Interview with Sheila Vakharia – Assistant Professor at Long Island University | Substance Abuse & Ethics
About Sheila Vakharia, Ph.D., MSW: Sheila Vakharia earned her doctorate at Florida International University’s School of Social Work. She received her Master’s in Social Work from Binghamton University and a Post-Master’s Certificate in the Addictions from New York University. She was most recently employed as a social worker at a grassroots HIV/AIDS and homelessness advocacy organization in Manhattan, where she provided harm reduction-based substance use counseling, facilitated harm reduction support groups, and conducted quality assurance activities. She was also a SIFI certified field instructor for B.S.W. students from New York University at that time. Prior to that, she worked at an OASAS-licensed rural outpatient substance use treatment facility where she conducted diagnostic assessments, made level-of-care treatment determinations, and facilitated aftercare groups for individuals with co-occurring disorders. Sheila Vakharia was compensated to participate in this interview.
[OnlineMSWPrograms.com] Why is accreditation by the Council on Social Work Education so important?
[Sheila Vakharia, Ph.D., MSW] CSWE accreditation is essential for any student who is interested is pursuing a bachelor’s or master’s degree in social work. Accreditation ensures that you are in a program that meets the basic minimum requirements to give you a solid social work background. It means that your curriculum includes specific foundational social work courses on theory and policy, that you have interned under licensed social workers for a certain number of hours during your training, and that you are being held to the social work code of ethics.
[OnlineMSWPrograms.com] You specialize in “ethical issues in the treatment of substance abuse,” amongst other subjects. What are the paramount ethical issues in the treatment of substance abuse?
[Sheila Vakharia, Ph.D., MSW] At least one third of all people who attend substance use treatment in the United States are mandated. They are mandated by their workplace, social service providers, or the criminal justice system. This means that they are in treatment because someone else has determined that they must either attend treatment or potentially lose their job, benefits, or even get into more trouble with the law. I believe that this puts treatment providers in a bind because although they are ethically bound to provide the best care to their clients and engage them to work toward change, providers must also be mindful that the mandating bodies that have sent people to treatment may make the client face some harsh consequences if they do not succeed in treatment. It may make providers feel like they are caught between what their clients want and what the mandating body expects.
[OnlineMSWPrograms.com] How do you prepare your students to address those issues?
[Sheila Vakharia, Ph.D., MSW] I openly discuss these issues with my students and encourage them to bring in their own experiences from their internship placements into the classroom. We talk about the conflicts between what the NASW Code of Ethics may promote and what we may be expected to do in the real world environment where agencies are motivated to “keep their numbers up” and maintain working relationships with referring/mandating agencies which may have their own vested interests.
[OnlineMSWPrograms.com] One of your recent publications is titled “Starting where the client is: Harm reduction guidelines for clinical social work practice.” Can you tell us a little but about this paper?
[Sheila Vakharia, Ph.D., MSW] This paper is intended to be an important contribution to the discourse on social work practice in the addictions.

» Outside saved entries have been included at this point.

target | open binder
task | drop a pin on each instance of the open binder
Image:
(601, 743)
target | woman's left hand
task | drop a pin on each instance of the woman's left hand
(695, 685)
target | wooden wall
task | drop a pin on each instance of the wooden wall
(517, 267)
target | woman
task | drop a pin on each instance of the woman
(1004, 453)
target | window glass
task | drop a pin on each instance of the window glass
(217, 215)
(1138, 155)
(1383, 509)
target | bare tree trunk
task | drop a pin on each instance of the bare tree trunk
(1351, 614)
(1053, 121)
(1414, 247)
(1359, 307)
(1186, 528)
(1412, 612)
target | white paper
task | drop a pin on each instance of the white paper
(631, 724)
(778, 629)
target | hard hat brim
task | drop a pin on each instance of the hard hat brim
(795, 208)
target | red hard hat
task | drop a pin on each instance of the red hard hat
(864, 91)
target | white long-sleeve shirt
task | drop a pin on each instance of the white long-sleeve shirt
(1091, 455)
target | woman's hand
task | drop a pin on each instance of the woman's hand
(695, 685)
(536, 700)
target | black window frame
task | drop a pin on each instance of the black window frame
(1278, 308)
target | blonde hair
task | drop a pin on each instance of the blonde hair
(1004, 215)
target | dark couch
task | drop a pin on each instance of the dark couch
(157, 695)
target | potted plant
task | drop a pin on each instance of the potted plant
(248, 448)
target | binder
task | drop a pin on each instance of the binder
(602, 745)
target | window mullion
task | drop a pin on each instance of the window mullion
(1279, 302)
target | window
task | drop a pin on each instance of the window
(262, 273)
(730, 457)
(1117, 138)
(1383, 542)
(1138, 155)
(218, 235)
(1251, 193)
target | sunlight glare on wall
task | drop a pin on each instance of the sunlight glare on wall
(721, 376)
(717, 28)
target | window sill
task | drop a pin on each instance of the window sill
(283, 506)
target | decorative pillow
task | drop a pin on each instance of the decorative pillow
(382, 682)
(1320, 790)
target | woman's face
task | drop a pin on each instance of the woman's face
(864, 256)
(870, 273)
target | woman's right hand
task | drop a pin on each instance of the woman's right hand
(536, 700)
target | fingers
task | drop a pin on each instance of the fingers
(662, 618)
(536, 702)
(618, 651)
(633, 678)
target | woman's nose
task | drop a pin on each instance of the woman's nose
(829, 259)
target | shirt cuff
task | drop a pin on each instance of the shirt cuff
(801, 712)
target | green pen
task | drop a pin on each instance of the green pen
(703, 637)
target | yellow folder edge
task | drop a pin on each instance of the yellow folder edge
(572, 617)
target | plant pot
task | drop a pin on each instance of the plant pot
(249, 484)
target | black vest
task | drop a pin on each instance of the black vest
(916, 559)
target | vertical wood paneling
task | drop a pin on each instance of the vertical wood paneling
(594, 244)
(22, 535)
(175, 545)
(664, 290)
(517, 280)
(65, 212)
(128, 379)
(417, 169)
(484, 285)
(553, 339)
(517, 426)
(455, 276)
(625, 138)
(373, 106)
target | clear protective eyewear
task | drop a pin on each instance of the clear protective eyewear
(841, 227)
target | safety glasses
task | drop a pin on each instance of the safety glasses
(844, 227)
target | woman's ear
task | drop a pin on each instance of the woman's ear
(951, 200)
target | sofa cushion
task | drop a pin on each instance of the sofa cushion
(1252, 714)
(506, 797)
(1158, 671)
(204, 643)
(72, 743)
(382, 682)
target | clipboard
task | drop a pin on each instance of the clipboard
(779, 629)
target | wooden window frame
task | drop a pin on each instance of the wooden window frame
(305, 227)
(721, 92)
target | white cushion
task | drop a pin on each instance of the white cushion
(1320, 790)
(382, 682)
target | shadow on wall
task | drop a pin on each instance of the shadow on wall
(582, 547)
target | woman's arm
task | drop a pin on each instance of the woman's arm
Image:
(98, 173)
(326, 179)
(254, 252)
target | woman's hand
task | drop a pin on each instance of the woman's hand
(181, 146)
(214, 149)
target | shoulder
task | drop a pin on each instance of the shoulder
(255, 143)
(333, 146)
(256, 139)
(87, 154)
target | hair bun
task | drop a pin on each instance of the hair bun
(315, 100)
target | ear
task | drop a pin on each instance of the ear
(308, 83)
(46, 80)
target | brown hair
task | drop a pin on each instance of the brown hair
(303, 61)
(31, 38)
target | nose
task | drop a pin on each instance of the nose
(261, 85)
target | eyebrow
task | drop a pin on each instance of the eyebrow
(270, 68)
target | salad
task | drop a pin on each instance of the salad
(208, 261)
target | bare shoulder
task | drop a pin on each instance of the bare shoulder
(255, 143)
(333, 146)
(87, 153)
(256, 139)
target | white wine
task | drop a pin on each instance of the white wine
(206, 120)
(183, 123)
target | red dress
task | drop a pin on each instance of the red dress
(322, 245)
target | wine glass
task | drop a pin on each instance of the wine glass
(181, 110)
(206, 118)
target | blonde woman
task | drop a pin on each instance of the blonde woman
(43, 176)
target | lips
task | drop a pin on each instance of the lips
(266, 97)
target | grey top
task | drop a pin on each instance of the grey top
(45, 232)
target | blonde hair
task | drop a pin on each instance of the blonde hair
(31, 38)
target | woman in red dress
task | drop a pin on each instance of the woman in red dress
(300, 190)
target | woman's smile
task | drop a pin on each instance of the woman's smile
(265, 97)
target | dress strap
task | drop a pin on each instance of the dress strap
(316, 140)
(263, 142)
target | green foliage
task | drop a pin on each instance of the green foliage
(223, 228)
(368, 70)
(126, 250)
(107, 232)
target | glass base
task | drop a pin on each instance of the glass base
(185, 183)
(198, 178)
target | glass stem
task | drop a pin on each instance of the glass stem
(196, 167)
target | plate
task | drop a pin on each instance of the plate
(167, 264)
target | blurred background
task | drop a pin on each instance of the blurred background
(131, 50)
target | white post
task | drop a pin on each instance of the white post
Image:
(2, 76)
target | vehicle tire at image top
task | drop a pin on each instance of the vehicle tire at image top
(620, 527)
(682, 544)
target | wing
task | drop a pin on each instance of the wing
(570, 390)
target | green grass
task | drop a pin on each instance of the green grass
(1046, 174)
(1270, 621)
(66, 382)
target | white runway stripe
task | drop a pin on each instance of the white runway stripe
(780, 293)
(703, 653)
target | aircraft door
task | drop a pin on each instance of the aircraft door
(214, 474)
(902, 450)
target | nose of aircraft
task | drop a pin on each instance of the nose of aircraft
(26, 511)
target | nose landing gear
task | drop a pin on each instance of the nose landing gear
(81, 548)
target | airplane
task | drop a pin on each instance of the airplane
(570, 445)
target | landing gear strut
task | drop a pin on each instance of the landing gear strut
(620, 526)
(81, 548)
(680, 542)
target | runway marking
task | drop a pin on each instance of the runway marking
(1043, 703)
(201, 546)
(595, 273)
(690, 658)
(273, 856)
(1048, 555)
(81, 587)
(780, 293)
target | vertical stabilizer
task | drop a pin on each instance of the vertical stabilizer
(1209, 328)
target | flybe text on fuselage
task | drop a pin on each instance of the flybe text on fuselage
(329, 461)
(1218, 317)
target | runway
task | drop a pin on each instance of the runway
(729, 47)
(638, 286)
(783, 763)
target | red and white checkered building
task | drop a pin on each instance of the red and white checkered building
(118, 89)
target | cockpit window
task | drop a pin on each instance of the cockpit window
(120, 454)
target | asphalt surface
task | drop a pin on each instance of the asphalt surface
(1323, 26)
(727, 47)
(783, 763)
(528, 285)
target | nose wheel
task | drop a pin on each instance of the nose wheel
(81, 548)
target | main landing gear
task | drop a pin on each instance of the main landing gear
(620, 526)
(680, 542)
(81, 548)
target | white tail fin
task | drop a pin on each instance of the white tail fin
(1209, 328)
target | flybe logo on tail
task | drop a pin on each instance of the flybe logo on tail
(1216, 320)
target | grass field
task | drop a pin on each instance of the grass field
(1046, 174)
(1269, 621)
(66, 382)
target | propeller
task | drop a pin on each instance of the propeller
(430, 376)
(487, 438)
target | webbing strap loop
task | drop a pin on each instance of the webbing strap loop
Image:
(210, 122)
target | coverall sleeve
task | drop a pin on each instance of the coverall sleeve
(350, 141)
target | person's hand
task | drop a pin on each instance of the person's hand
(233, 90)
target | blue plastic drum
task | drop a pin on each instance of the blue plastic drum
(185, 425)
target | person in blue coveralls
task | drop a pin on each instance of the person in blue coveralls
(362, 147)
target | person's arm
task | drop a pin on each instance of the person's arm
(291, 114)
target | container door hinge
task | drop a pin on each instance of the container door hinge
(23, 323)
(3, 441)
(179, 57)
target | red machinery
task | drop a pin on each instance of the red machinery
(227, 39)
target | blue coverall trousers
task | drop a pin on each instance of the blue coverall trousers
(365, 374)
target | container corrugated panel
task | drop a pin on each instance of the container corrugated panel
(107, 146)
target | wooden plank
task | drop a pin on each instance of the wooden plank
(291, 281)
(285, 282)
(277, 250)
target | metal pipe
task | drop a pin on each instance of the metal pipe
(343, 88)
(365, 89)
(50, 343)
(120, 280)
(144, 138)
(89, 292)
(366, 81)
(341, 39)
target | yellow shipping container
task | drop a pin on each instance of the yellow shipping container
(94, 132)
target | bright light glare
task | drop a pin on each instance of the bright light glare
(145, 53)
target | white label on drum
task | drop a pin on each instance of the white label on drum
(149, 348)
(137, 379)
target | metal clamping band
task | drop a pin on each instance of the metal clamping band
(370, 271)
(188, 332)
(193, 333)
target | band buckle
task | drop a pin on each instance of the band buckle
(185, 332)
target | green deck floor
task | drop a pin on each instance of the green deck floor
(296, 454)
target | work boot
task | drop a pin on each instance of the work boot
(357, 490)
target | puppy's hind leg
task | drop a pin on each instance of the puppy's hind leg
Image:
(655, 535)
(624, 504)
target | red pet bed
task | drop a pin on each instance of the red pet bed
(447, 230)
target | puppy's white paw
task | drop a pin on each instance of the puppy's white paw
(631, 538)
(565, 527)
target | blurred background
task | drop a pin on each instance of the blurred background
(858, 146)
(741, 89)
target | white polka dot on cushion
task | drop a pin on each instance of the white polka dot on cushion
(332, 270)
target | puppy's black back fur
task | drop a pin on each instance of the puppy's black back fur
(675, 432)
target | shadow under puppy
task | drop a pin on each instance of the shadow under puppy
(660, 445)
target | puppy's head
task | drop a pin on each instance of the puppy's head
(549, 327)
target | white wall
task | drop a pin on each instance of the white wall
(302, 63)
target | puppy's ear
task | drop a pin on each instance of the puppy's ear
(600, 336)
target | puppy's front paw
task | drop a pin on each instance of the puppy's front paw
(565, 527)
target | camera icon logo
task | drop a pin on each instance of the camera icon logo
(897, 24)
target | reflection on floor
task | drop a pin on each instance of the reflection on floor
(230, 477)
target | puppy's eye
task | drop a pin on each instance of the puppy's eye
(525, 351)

At present, the field of substance use treatment is fixated upon an abstinence-only framework and, although some seminal NASW documents have been released that say a harm reduction approach may be beneficial, little has been written on how this would look in practice from a social worker’s perspective. This paper attempts to break down how a harm reduction approach can be implemented in social work with clear examples and case studies, as well as an introduction to how needs can be assessed and how treatment plans can be written. I really hope that this paper can open the eyes to practitioners on how they can use this alternative approach to help their clients.
[OnlineMSWPrograms.com] Prior to becoming a professor at LIU Brooklyn, you were a social worker at a grassroots HIV and AIDS and homelessness advocacy organization in Manhattan. What is the connection between HIV and AIDS and homelessness that necessitates an organization to address both?
[Sheila Vakharia, Ph.D., MSW] The founders of the organization I worked for saw firsthand that a significant number of people who are homeless or unstably housed are at high risk for a number of other co-occurring health and mental health problems which are exacerbated by lack of stability in their lives. Until someone has a roof over their head, they’re not necessarily going to be in the best position to have the time, energy, and resources to focus on their health. The organization really believed in the housing-first model, which states that housing homeless people is the best way to improve their lives and well-being. Rather than expecting people to meet certain standards of behavior before being placed in housing, the simple act of providing someone with a place to live can set their lives on course towards better self-care, reduced risk behaviors, and increased compliance with medical treatment.
Thank you Sheila Vakharia for your time and insight into social work!